Under 18 U.S.C. § 3731, “[a]n appeal by the United States shall lie to a court of appeals from a decision or order of a district court suppressing or excluding evi-dence_” The government’s right to appeal in this case is predicated on the theory that the bifurcation order may result in the suppression or exclusion of evidence. It contends that if the jury finds in favor of Collamore on the possession issue, evidence of his prior convictions will be totally excluded from the trial. Collamore counters that if the jury finds against him on possession, the government will be allowed to present its prior conviction evidence before the jury returns a general verdict. 7

Our approach to determining appealability under § 3731 has been stated before:

We do, however, read section 3731 generally, and particularly the liberal construction provision of paragraph five, as dictating a practical, rather than formalistic, application. The courts of appeal have followed such an approach with regard to appeals brought under the second paragraph of section 3731. The Second, Third and Sixth Circuits have applied this reasoning to hold that orders having the practical effect of excluding evidence, although not expressly doing so, could be appealed under section 3731. We agree that section 3731 would authorize appeals from such orders.

United States v. Kane, 646 F.2d 4, 7 (1st Cir.1981) (citations omitted). Conditional orders may be appealed. See, e.g., United States v. Todaro, 744 F.2d 5, 8 n. 1 (2d Cir.1984), cert. denied, 469 U.S. 1213, 105 S.Ct. 1186, 84 L.Ed.2d 333 (1985).

The present case, however, does not easily fit within the format of the cited cases. Under the bifurcation order, if the *27 government does not prove beyond a reasonable doubt that the defendant possessed a firearm he will be found not guilty and evidence of any prior convictions will have been effectively excluded. Moreover, jeopardy will have attached and the government will have lost its right to appeal. Such a possible result is a good argument for a liberal construction of 18 U.S.C. § 3731. :

But we are faced with more than a conditional order that may result in the exclusion of evidence; the issue is whether the bifurcation order was proper. It is unusual, to say the least, to split the elements of crime into two parts for purposes of trial. Because there may be a question as to our appellate jurisdiction under 18 U.S. C. § 3731 and because of the importance -of deciding now the propriety of the bifurcation order, we have decided to proceed under our mandamus powers.

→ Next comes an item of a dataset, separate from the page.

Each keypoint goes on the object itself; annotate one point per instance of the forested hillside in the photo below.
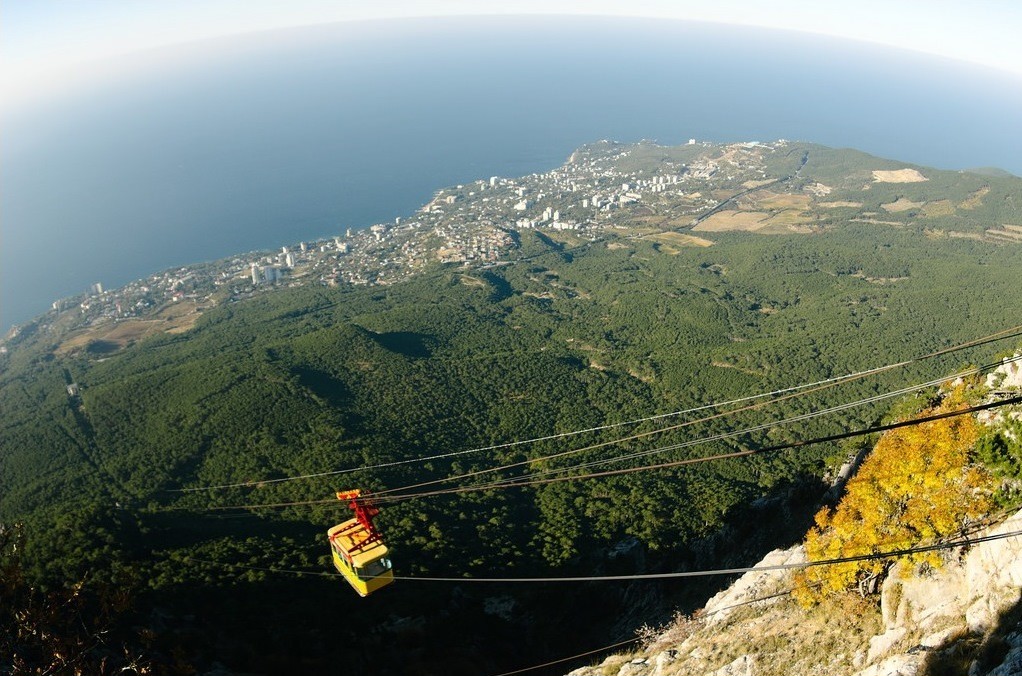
(565, 333)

‘Mandamus entreaties are generally subject to a pair of prophylactic rules, which together require that a petitioner show (a) some special risk of irreparable harm, and (b) clear entitlement to the relief requested.’ In re Recticel Foam Corp., 859 F.2d 1000, 1005 (1st Cir.1988) (footnote omitted).” In re Bushkin Assocs., Inc., 864 F.2d 241, 243 (1st Cir.1989) (further citations omitted). Both prerequisites for mandamus have been met here.

The government’s right to appeal is limited to 18 U.S.C. § 3731. See Kane, 646 F.2d at 5.